The heel of the Italian boot doesn’t even feature in Rick Steves’ Guide to Italy. Rick’s oversight is our blessing. Puglia is one of Italy’s unspoilt treasures. Its beaches are clean and uncrowded. Its many astonishing sites are inexpensive and easy to access. Its cities and towns – Lecce, Bari, Brindisi, Alberobello, Trani, Polignano, Gallipoli, Monte Sant’Angelo, Vieste to mention just a few – are full of architectural and artistic gems, wonderful food and wine, and eccentric, enthusiastic locals, eager to share their hometown’s specialities with travellers.

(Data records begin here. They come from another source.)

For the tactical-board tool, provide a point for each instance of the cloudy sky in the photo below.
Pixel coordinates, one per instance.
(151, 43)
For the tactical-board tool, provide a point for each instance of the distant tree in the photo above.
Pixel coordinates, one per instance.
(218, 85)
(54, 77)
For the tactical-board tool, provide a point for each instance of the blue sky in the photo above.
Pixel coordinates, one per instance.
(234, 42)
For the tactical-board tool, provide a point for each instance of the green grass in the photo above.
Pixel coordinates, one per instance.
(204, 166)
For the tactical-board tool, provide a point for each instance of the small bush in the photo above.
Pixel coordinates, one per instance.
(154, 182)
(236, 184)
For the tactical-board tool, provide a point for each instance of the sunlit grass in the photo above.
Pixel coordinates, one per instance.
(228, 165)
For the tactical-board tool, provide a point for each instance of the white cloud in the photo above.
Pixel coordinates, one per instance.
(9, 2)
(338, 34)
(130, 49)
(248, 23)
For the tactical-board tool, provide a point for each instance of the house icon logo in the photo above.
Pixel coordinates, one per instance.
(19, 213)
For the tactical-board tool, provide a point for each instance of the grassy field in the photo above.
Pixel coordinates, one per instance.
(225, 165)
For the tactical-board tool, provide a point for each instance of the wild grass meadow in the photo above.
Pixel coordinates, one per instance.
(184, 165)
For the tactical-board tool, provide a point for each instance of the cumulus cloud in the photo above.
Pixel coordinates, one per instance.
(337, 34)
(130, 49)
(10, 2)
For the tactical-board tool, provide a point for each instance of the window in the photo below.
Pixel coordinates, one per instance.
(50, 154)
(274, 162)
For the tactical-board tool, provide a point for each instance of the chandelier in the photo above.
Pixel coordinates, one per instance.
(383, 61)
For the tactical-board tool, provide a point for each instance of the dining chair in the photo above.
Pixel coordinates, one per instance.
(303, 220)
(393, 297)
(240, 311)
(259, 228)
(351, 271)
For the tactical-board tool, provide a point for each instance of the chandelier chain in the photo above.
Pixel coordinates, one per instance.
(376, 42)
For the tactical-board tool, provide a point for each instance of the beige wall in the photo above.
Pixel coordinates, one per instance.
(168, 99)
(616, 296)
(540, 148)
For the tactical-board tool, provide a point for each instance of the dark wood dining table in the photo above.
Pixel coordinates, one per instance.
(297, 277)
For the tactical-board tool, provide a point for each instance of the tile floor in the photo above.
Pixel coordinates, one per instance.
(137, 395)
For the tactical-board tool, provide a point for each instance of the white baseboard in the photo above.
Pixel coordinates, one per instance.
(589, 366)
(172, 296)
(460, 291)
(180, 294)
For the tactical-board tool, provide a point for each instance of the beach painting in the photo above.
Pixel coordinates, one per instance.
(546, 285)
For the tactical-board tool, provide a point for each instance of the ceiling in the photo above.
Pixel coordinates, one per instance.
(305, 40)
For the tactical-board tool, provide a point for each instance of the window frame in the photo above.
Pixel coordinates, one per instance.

In truth, Puglia’s geography (it’s nearly 500km in length) means that the region’s differences are more pronounced than its similarities. In its north the Gargano Peninsula juts out into the Adriatic, with isolated coastal towns linked by their connection to the enormous Gargano National Park, a vast, dense forest containing one of Italy’s most diverse ecosystems. Moving towards the interior, the vast plains of Tavoliere and The Murge contain the wheat fields that form the basis of Italy’s bread and pasta basket, sprinkled with remnants from its Norman history, the most famous being the mysterious octagonal Castel del Monte. Puglia’s central strip is home to bustling Bari, Southern Italy’s second biggest city (after Naples), landscapes full the famous conical Trulli homes and spectacular coastal towns like Monopoli, Trani and Polignano-a-Mare, the warrens of their old towns ancient barriers against the Adriatic. The tip of the heel contains the baroque splendour of the Salento region, surrounded by dazzling coastlines with some of the clearest water in Italy, the historic port towns of Otranto and Gallipoli and, of course, Lecce.
Each of these areas has its own dialect, traditions and cuisines. But what unites them all is the locals’ warmth and friendliness.
International tourism, although growing, has yet to leave its footprint in Puglia. That’s why it’s arguably the best region to have an authentic Italian experience. Meals are lengthy. Portions are large. People want to learn where you’ve come from and what’s brought you to their region. They want to share their culture and, of course, their food.
Puglia is a region where making new friends isn’t just easy. It’s inevitable.